My family has never been incredibly wealthy, and I’m okay with that. My main stops for shopping have always been T.J. Maxx or Marshalls (and, honestly, you are missing out if those aren’t yours too), and I very rarely purchase items for myself over $20. I didn’t get my first “expensive” pair of shoes until my 16th birthday, when my parents graciously gifted me a pair of Birkenstocks I had wanted for years. Once I wore them to school, although never feeling lesser-than in the first place, I suddenly felt better about myself. Not that it ever bothered me, but once I put on a pair of expensive shoes, I felt my sense of self-worth increase. I mean, they just fit so much better than the knock-offs I bought at Target.
On my first few days in Boston, I started to notice a big difference in my peers, one I had never encountered before. Students would pull their IDs out of Louis Vuitton wallets, or wear a different name-brand shirt to class each day. I remember seeing someone in a pair of sneakers that I thought were cool. I later learned they cost almost $2,000. Writing this, I am wearing sandals that cost me $15, and I definitely did not have to transfer money from savings to buy them. This is no shock, considering 40 percent of Emerson students have the financial security to pay for their tuition without taking out loans.
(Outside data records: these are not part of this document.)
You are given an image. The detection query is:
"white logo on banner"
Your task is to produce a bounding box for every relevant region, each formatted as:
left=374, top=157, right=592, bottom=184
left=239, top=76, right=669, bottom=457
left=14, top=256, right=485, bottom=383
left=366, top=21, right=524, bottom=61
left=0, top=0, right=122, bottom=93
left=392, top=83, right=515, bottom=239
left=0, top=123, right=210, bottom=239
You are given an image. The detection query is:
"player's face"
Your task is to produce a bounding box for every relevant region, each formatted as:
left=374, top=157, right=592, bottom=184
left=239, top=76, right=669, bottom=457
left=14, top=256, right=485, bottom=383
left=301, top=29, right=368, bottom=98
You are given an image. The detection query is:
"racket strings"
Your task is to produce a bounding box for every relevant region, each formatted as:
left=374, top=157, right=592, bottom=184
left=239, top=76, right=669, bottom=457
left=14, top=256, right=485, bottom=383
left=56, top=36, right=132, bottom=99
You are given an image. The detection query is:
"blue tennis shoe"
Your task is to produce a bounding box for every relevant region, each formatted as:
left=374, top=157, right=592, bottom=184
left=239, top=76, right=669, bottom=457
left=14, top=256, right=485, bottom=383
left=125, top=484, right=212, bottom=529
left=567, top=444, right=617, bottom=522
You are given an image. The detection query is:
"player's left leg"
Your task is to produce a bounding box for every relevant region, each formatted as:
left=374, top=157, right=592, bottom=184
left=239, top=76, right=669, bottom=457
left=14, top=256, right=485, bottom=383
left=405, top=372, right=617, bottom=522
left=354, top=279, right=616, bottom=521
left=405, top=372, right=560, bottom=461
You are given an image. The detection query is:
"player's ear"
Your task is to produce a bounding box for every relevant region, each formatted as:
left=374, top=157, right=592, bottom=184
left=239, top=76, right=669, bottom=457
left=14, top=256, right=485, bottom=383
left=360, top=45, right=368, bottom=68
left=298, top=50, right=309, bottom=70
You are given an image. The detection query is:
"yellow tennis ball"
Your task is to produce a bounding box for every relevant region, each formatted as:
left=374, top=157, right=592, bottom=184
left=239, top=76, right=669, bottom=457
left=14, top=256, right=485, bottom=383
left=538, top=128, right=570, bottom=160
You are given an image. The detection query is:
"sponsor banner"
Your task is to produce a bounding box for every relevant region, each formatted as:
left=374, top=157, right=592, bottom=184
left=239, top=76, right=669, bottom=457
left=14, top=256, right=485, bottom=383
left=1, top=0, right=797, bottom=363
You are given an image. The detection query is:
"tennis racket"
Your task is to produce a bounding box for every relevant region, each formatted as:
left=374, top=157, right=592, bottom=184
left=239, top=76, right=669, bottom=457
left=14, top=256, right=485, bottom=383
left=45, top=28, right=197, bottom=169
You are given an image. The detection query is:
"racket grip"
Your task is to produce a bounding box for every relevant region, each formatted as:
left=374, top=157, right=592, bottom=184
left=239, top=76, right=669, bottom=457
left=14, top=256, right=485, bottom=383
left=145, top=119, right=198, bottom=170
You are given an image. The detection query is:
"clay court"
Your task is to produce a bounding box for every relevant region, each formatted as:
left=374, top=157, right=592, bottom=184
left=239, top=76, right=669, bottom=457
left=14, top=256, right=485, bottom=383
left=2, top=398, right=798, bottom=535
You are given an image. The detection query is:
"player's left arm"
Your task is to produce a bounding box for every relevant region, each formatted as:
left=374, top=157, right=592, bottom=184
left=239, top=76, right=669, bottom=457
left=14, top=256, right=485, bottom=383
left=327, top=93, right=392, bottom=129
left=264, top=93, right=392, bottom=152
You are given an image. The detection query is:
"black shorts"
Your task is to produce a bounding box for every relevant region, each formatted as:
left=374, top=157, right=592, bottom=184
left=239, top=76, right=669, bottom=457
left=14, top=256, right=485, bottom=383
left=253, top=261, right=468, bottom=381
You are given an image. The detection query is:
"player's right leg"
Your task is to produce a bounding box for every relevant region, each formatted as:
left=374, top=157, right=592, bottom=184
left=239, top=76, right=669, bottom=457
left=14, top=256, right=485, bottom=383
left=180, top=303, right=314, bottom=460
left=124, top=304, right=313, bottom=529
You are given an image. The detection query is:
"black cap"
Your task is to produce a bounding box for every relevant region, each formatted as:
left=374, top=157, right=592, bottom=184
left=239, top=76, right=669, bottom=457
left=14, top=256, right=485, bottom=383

I took myself out to buy some new clothes on my third day in Boston. I recall dropping around $60 on new clothes. I felt better about myself when wearing my new outfits, but I was still incredibly intimidated walking down Boylston Street seeing name brands on belts, shirts, and shoes. More than just feeling intimidated, I felt myself lose my sense of self-worth. I’ve always been very invested in my personal style, as it’s something that has taught me to love myself throughout the years. Yet, at Emerson, I couldn’t shake the terrible feeling of not looking good enough in clothes that usually gave me a sense of who I am.
Just like many other new students coming into Emerson, I faced a sense of culture shock once I arrived here as a freshman. Students here are typically aware that Emerson stands out from other institutions because we have a wonderful level of respect for one another, and students are more accepting than at other colleges. However, no one seems to talk about the transition one has to go through, coming into an environment of wealthy students from one not so lavish—especially as someone who only owned one pair of Birkenstocks. There is a constant pressure within fashion trends here to show off your wealth, wear the biggest name brands, and keep up with what other students are wearing.
As someone who can’t even afford a Gucci zipper, I find myself falling beneath this standard each day. My love for style makes me someone who constantly wants to be up to date with current trends, but I still struggle trying to maneuver this. But I’m not alone in this—many students have expressed that the most frustrating thing about their experience at Emerson is their struggle with financial security.
I have been forced to re-teach myself how to be okay with my financial situation due to this constant pressure. It can still be disheartening, of course, but I have constructed a sense of style that feels the most like me. I feel comfortable in my skin, and I find confidence each day through the outfits I put together. I’ve found comfort in telling myself that my sense of style is not dependent on the amount of money I spend on my clothes. Every day I learn a little more about how the clothes I do own make my style unique. Being interested in style isn’t always about keeping up with ever-changing trends.
Living Arts Editor Grace Griffin did not edit this article due to conflict of interest.